Ce rapport intervient quelques jours seulement après que le Conseil constitutionnel du Sénégal a publié une liste définitive de 20 candidats à l'élection présidentielle, qui excluait l'opposant emprisonné Ousmane Sonko et Karim Wade, le fils de l'ancien président Abdoulaye Wade.
Trois ans de répression accrue
« La répression dure depuis 2021 », a déclaré à RFI Ilaria Allegrozzi, chercheuse principale sur le Sahel à Human Rights Watch.
Les affaires judiciaires concernaient l'éminent leader de l'opposition, Ousmane Sonko, et il y a eu une vague d'arrestations de personnalités politiques de l'opposition et de dissidents ces derniers mois, ajoute-t-elle.
Selon des groupes de la société civile et des partis d’opposition, jusqu’à 1 000 membres et militants de l’opposition ont été arrêtés dans tout le pays depuis mars 2021.
“Les autorités devraient veiller à ce que tous les Sénégalais puissent exprimer librement leurs opinions et exercer leur droit de vote de manière équitable et pacifique”, indique le rapport.
Sall a déclaré que les élections du 25 février seraient organisées “dans la paix, la stabilité et le respect des principes républicains et démocratiques”.
Il a annoncé en juillet qu'il ne briguerait pas un troisième mandat, choisissant son Premier ministre, Amadou Ba, pour lui succéder.
“Même si le président Sall ne se représente pas, les autorités ont continué la répression, et la crise ne fait que s'accélérer à mesure que les élections approchent”, écrit HRW.
Allegrozzi reconnaît que le fait que Sall ne se présente pas et que 20 candidats soient en lice est rassurant.

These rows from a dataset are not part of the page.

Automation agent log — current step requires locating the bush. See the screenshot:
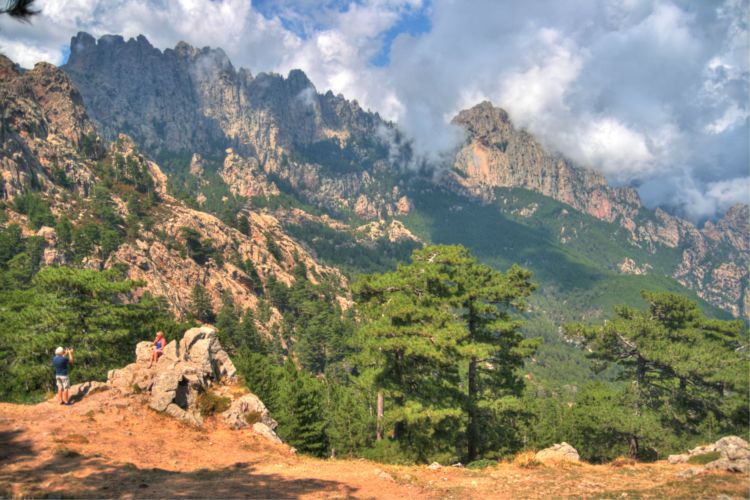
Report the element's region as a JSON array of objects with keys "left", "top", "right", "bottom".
[
  {"left": 688, "top": 451, "right": 721, "bottom": 465},
  {"left": 198, "top": 389, "right": 232, "bottom": 417},
  {"left": 466, "top": 459, "right": 497, "bottom": 470},
  {"left": 244, "top": 411, "right": 263, "bottom": 425}
]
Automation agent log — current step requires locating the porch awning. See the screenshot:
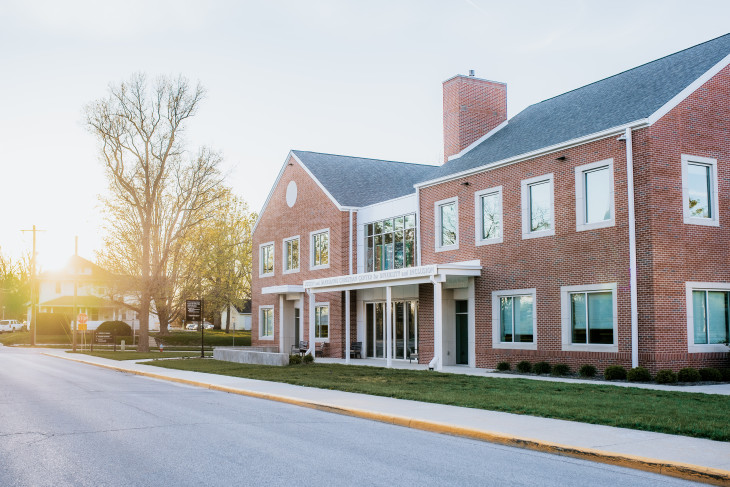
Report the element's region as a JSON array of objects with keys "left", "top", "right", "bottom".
[{"left": 298, "top": 260, "right": 482, "bottom": 293}]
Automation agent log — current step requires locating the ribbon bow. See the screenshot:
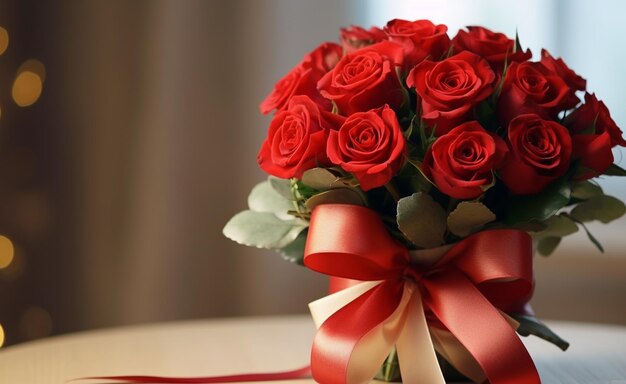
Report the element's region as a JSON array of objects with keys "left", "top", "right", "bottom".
[{"left": 304, "top": 204, "right": 540, "bottom": 384}]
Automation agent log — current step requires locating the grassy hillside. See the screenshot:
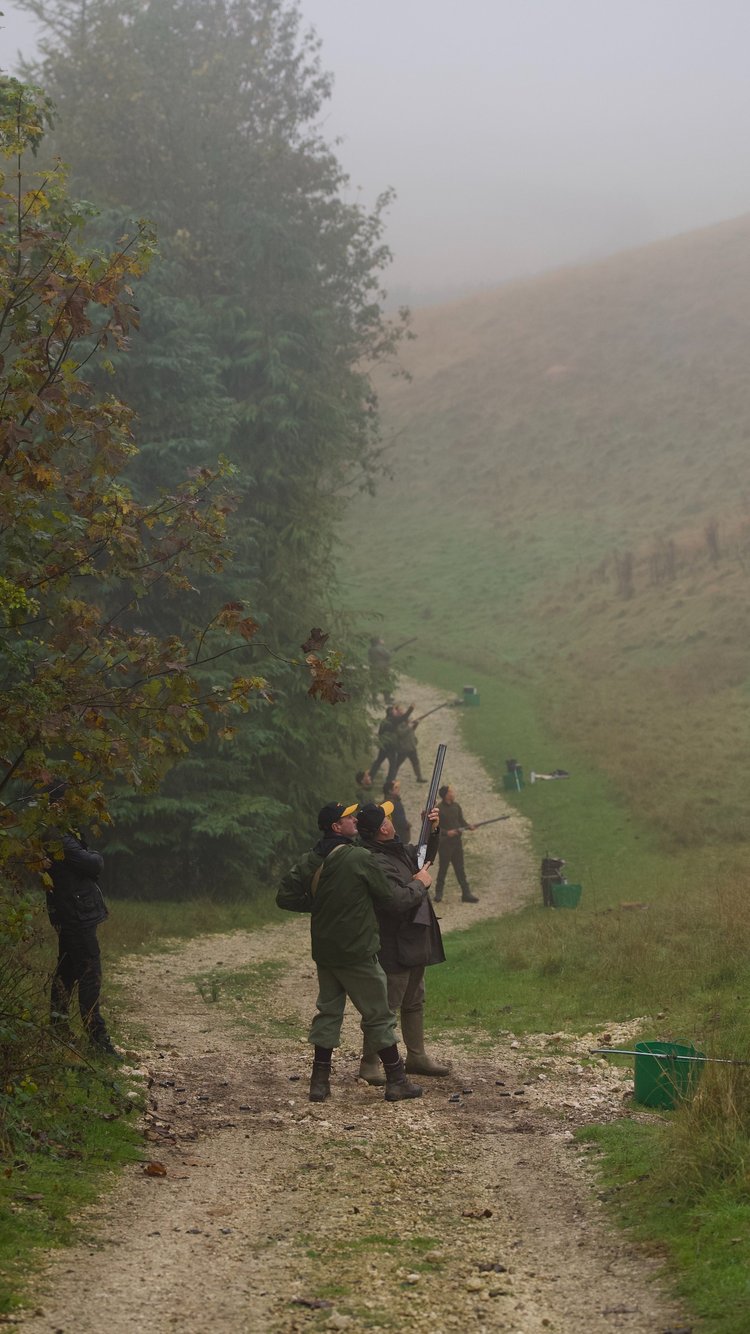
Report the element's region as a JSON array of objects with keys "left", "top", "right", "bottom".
[{"left": 347, "top": 210, "right": 750, "bottom": 860}]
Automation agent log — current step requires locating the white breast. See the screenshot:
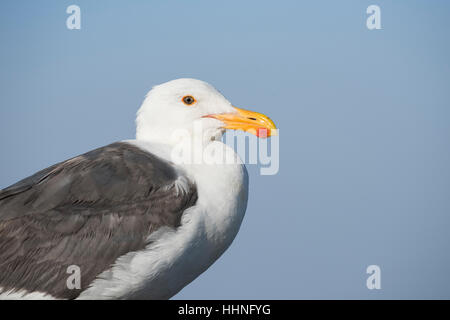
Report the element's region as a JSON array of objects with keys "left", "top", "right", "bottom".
[{"left": 79, "top": 141, "right": 248, "bottom": 299}]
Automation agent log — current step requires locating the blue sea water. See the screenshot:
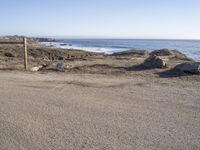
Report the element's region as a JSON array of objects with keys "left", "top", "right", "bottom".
[{"left": 45, "top": 39, "right": 200, "bottom": 61}]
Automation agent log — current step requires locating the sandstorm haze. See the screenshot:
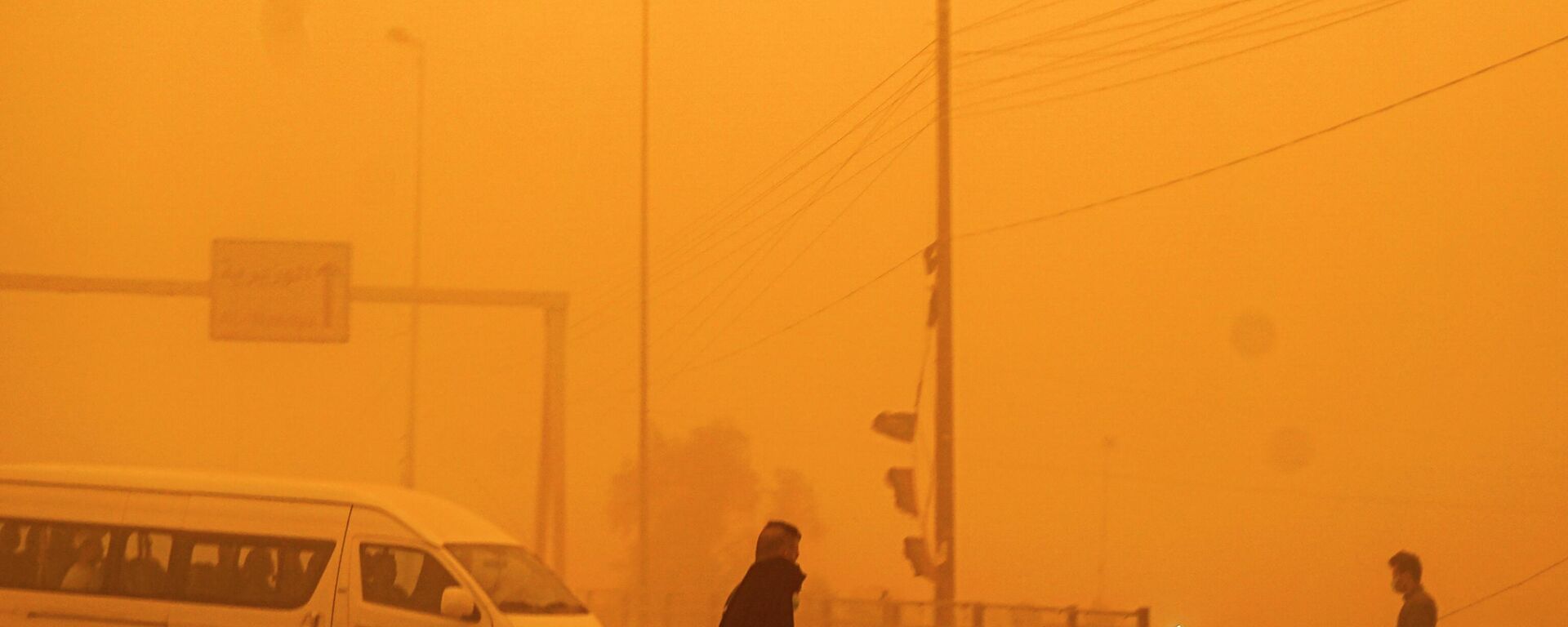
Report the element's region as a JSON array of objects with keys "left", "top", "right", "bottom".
[{"left": 0, "top": 0, "right": 1568, "bottom": 627}]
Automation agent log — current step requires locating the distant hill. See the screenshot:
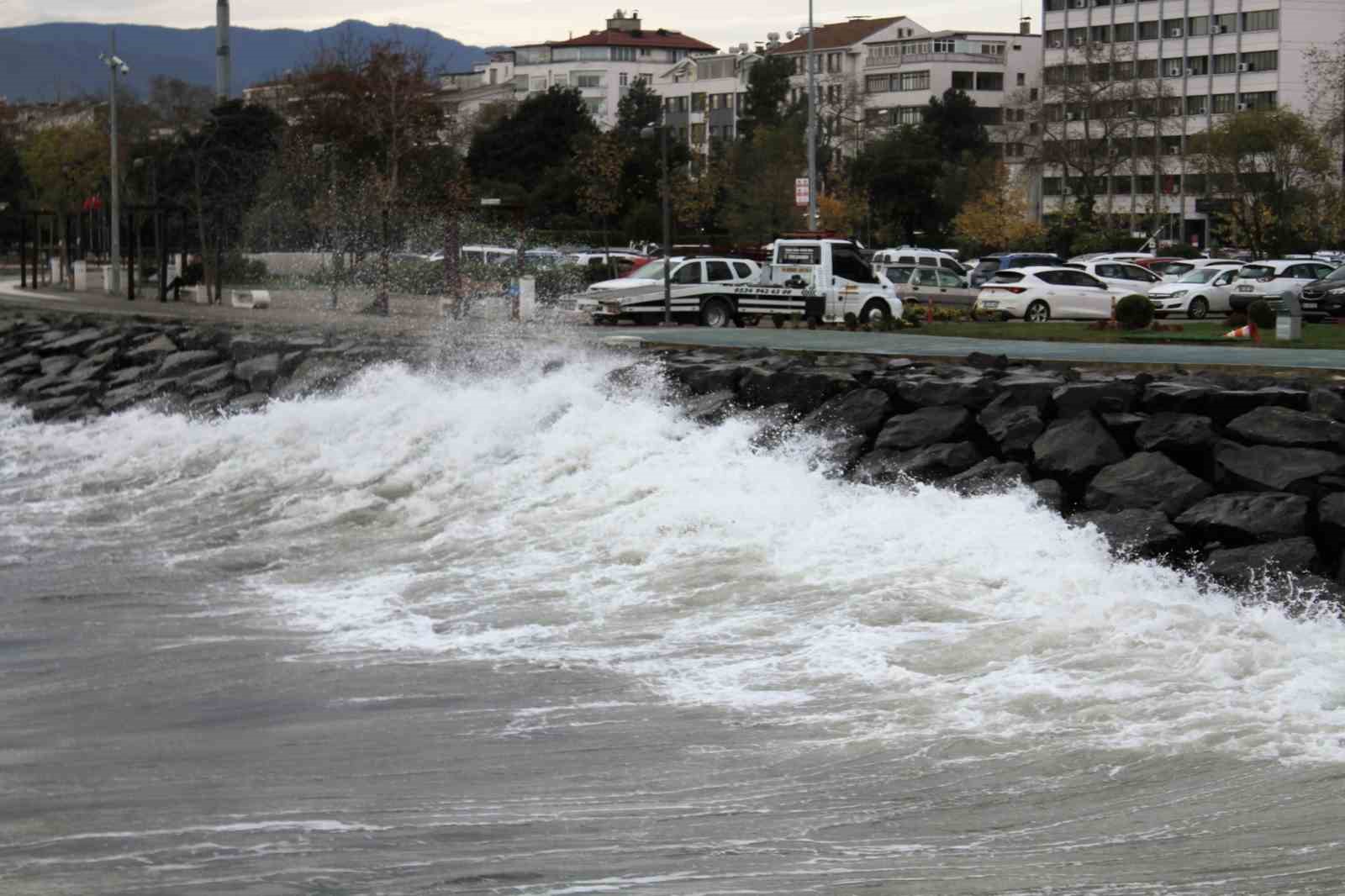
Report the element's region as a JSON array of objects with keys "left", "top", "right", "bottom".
[{"left": 0, "top": 19, "right": 486, "bottom": 103}]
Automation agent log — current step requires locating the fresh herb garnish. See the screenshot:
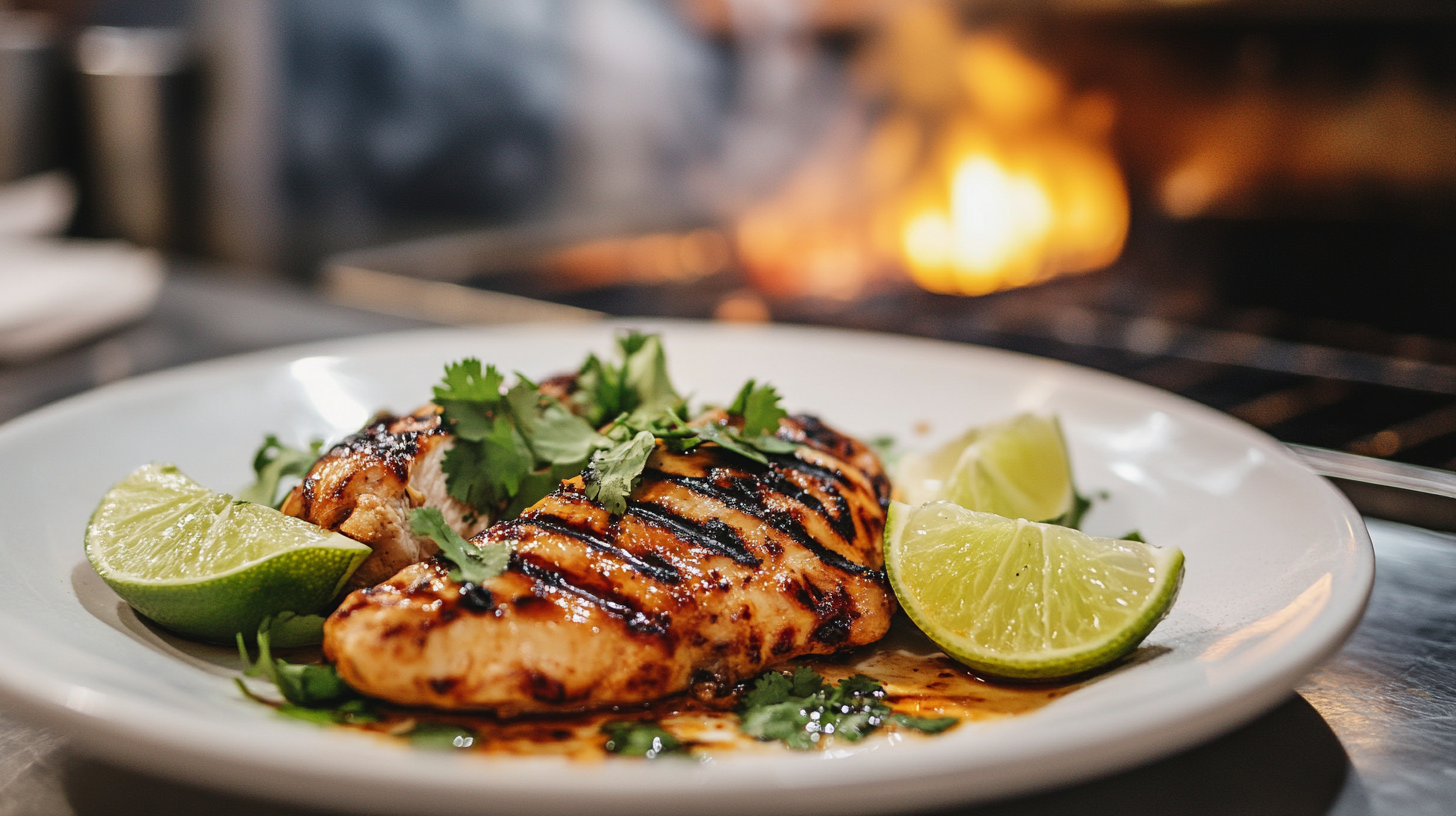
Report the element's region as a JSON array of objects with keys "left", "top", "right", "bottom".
[
  {"left": 582, "top": 380, "right": 798, "bottom": 513},
  {"left": 601, "top": 720, "right": 687, "bottom": 759},
  {"left": 236, "top": 612, "right": 379, "bottom": 723},
  {"left": 582, "top": 425, "right": 657, "bottom": 514},
  {"left": 409, "top": 507, "right": 511, "bottom": 584},
  {"left": 237, "top": 434, "right": 323, "bottom": 507},
  {"left": 435, "top": 358, "right": 596, "bottom": 514},
  {"left": 890, "top": 714, "right": 960, "bottom": 734},
  {"left": 1047, "top": 485, "right": 1107, "bottom": 530},
  {"left": 738, "top": 666, "right": 957, "bottom": 750},
  {"left": 408, "top": 720, "right": 475, "bottom": 750},
  {"left": 436, "top": 332, "right": 798, "bottom": 518},
  {"left": 571, "top": 331, "right": 683, "bottom": 427}
]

Mais pour les opposants et les journalistes, la répression est réelle.
“La démocratie au Sénégal n'a pas été détruite, mais elle a été remise en question”, insiste-t-elle.
“Nous demandons la libération de tous les militants et candidats politiques arrêtés, y compris Sonko”, a déclaré Allegrozzi à RFI.
“Les autorités ne devraient pas utiliser les affaires de justice pour disqualifier un candidat ou un autre”, dit-elle.
“C'est une période sombre pour la liberté et la démocratie.”
Les autorités sénégalaises ciblent les journalistes, les dirigeants de l'opposition et les militants à l'approche des élections présidentielles du 25 février 2024. pic.twitter.com/9Y9UDSNIed
– Human Rights Watch (@hrw) 22 janvier 2024
Force excessive et impunité
HRW a également accusé les forces de sécurité d'avoir recours à une « force excessive », notamment en utilisant des balles réelles et un usage abusif de gaz lacrymogènes pour disperser des milliers de manifestants à travers le pays en mars 2021 et juin 2023.
Il indique qu'au moins 37 personnes ont été tuées lors d'affrontements violents depuis mars 2021, sans que personne n'ait à rendre de comptes.
HRW a rédigé son rapport après avoir interrogé 34 personnes, dont des membres de partis d'opposition et des membres de groupes de la société civile, des journalistes, des avocats et des professeurs d'université, entre novembre 2023 et janvier 2024.
Il a également examiné les rapports des médias nationaux et internationaux, notamment des photographies des blessures d'un manifestant en juin 2023 et une vidéo montrant des gendarmes torturant un manifestant le même mois.
“Des jeunes sont morts et leurs familles n'ont toujours pas vu justice”, selon Alioune Tine, un éminent militant sénégalais des droits de l'homme et fondateur de l'organisation de recherche AfrikaJom, qui a contribué aux recherches de HRW.
Le déni du gouvernement
HRW exige que le gouvernement sénégalais garantisse les libertés fondamentales et mette fin aux détentions et poursuites arbitraires.
Le groupe a ajouté qu'il avait envoyé ses conclusions au ministère de la Justice et demandé une réponse, mais qu'il n'en avait pas reçu.
Alors que HRW publiait son rapport, la ministre sénégalaise de la Justice, Aissata Tall Sall, était à Genève, insistant sur le fait que “toutes les libertés politiques et libertés d'expression sont reconnues” dans son pays.
“C'est une source d'inquiétude que le gouvernement nie la répression et l'impunité”, conclut Allegrozzi, “des gens sont morts dans ces actes de répression et il n'y a pas de justice”.